Comment planter une haie droite, tutoriel :

  • Commencez par disposer approximativement vos essences au sol pour vous donner une idée du résultat, jusqu’à en être satisfait. Vos pousses peuvent être plus ou moins écartées selon les espèces et la façon dont elles peuvent s’enchevêtrer avec leurs voisines.
  • Puis plantez deux tuteurs à chaque extrémité, à égale distance de la clôture. (Comptez un bon mètre voire un mètre cinquante de distance à la clôture, car vous devez pouvoir continuer à passer derrière vos arbres pour les entretenir quand ils prendront de l’ampleur.) Ces tuteurs vous permettront de juger de l’alignement des arbres en vous plaçant à un bout ou l’autre.
  • Ensuite, creusez tous les trous à la bêche, en vous aidant des tuteurs pour que les trous soient bien centrés. N’éparpillez pas la terre de jardin que vous enlevez car vous vous en servirez pour reboucher le trou. Au fond de chaque trou, ameublissez la terre de jardin à coups de bêche et mélangez-y un petit seau de compost ou de terreau.

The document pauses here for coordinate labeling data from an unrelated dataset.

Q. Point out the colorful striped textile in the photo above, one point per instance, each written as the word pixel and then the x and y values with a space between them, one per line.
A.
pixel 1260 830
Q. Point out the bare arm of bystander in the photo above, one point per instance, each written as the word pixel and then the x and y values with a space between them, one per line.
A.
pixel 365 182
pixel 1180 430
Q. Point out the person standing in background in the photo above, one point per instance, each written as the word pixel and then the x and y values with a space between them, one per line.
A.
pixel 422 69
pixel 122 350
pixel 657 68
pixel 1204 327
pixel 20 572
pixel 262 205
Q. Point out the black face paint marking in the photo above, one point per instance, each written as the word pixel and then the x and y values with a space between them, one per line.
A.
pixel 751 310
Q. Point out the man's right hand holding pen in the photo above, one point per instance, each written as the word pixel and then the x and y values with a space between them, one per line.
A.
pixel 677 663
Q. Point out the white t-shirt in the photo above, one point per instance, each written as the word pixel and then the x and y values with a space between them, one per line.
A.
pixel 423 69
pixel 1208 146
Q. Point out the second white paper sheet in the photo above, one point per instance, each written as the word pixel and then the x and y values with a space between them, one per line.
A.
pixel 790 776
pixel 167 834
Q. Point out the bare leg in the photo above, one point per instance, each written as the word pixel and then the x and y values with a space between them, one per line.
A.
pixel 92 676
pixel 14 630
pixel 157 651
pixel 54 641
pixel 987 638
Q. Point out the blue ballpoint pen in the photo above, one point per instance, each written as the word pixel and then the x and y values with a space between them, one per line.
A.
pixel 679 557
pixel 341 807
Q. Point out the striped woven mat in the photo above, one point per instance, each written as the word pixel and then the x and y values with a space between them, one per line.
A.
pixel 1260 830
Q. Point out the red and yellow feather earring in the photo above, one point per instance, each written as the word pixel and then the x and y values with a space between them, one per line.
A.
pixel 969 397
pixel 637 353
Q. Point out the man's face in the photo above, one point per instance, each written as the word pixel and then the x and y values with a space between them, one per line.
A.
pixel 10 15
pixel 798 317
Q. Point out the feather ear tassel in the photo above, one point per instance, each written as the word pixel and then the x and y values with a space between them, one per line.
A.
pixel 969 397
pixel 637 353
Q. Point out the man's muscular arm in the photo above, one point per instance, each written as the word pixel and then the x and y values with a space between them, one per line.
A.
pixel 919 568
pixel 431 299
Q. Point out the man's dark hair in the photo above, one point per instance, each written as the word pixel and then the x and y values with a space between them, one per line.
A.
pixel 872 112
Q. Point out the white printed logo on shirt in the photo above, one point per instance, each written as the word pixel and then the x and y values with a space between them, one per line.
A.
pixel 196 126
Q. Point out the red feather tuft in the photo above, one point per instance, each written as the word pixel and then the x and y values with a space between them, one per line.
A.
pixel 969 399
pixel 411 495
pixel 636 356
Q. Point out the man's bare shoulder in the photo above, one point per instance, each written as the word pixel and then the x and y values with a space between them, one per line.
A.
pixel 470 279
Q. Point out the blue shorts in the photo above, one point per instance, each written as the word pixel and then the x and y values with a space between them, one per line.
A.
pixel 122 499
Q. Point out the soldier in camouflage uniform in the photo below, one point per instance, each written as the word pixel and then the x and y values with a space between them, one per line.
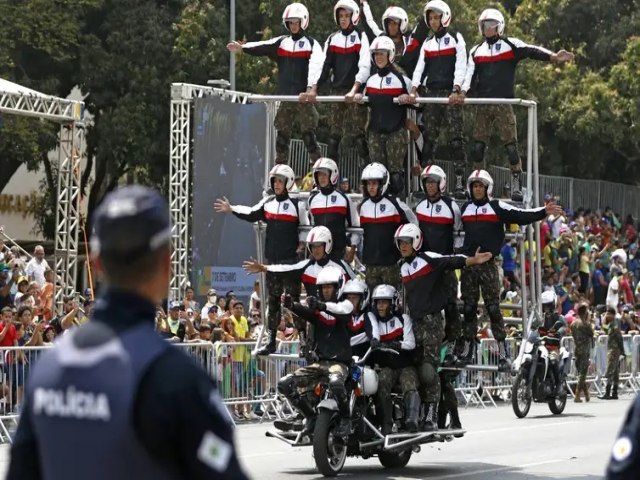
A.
pixel 380 215
pixel 490 73
pixel 347 62
pixel 282 215
pixel 484 221
pixel 615 349
pixel 582 332
pixel 448 399
pixel 300 59
pixel 425 299
pixel 440 70
pixel 393 330
pixel 387 137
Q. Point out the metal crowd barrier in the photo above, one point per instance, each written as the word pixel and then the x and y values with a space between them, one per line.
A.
pixel 248 384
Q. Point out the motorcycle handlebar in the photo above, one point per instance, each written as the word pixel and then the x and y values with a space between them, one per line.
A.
pixel 360 361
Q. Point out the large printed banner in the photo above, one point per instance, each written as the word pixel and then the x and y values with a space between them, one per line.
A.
pixel 229 144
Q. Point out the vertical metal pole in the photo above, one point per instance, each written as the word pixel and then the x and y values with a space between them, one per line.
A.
pixel 232 34
pixel 179 187
pixel 536 203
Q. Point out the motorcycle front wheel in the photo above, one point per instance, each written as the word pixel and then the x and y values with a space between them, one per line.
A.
pixel 556 405
pixel 520 401
pixel 329 451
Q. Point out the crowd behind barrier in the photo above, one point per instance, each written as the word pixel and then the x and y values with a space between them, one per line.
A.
pixel 248 384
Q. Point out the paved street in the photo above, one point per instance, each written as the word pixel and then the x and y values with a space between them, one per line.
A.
pixel 498 446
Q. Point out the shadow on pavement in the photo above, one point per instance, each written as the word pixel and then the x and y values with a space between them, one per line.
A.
pixel 436 471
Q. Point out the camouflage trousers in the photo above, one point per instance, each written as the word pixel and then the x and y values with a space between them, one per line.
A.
pixel 582 365
pixel 407 377
pixel 306 117
pixel 499 119
pixel 346 119
pixel 379 274
pixel 448 399
pixel 437 117
pixel 428 332
pixel 613 366
pixel 452 315
pixel 276 286
pixel 483 277
pixel 390 149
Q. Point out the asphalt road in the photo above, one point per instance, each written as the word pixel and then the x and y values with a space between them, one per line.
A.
pixel 498 446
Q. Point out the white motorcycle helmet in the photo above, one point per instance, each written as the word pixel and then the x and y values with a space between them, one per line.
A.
pixel 369 381
pixel 441 8
pixel 320 234
pixel 491 14
pixel 385 292
pixel 331 275
pixel 410 232
pixel 356 287
pixel 285 172
pixel 383 44
pixel 376 171
pixel 548 299
pixel 396 14
pixel 483 177
pixel 436 173
pixel 296 11
pixel 350 6
pixel 330 166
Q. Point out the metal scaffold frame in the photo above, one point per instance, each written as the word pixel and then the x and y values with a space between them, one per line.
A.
pixel 17 100
pixel 183 95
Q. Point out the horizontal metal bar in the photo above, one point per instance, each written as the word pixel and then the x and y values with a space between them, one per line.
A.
pixel 411 438
pixel 476 101
pixel 188 91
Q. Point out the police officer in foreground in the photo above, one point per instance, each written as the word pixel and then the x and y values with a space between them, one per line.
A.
pixel 112 394
pixel 624 463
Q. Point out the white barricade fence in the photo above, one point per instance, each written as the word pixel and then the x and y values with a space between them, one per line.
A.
pixel 248 384
pixel 627 380
pixel 17 362
pixel 495 384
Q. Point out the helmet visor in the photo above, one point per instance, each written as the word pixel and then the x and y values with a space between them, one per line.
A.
pixel 488 26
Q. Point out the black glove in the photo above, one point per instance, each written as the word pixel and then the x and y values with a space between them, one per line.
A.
pixel 312 302
pixel 393 345
pixel 311 357
pixel 286 300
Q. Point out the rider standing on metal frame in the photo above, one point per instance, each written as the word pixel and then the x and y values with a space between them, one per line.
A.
pixel 283 215
pixel 491 73
pixel 300 60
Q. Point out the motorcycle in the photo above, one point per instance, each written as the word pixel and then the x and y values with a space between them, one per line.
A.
pixel 535 380
pixel 365 439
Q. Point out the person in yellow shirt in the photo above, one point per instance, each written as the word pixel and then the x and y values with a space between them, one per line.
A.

  • Enfin, procédez aux plantations une par une. Pour chaque arbre, prenez le temps de bien le positionner selon votre goût, tout en vous aidant des tuteurs pour vérifier l’alignement du tronc avec les autres. (Cette partie-là est un peu plus facile à faire à deux.)
  • Rebouchez à l’aide du tas de terre de jardin. À un peu plus des deux tiers, rajoutez encore du compost et mélangez-le à la terre pour finir de reboucher. Compactez bien la terre avec le pied pour que l’arbre soit bien fixé et ne bouge plus, en rajoutant encore ce qu’il reste de terre de jardin pour remettre le sol à niveau.
  • Quand tous vos arbres sont plantés, un bon arrosage peut être nécéssaire en fonction de la météo. Si les sols sont déjà très humides, ce n’est pas forcément nécessaire.

(Source, mon père, agent de l’ONF à la retraite, qui a passé toute sa carrière à planter des arbres.)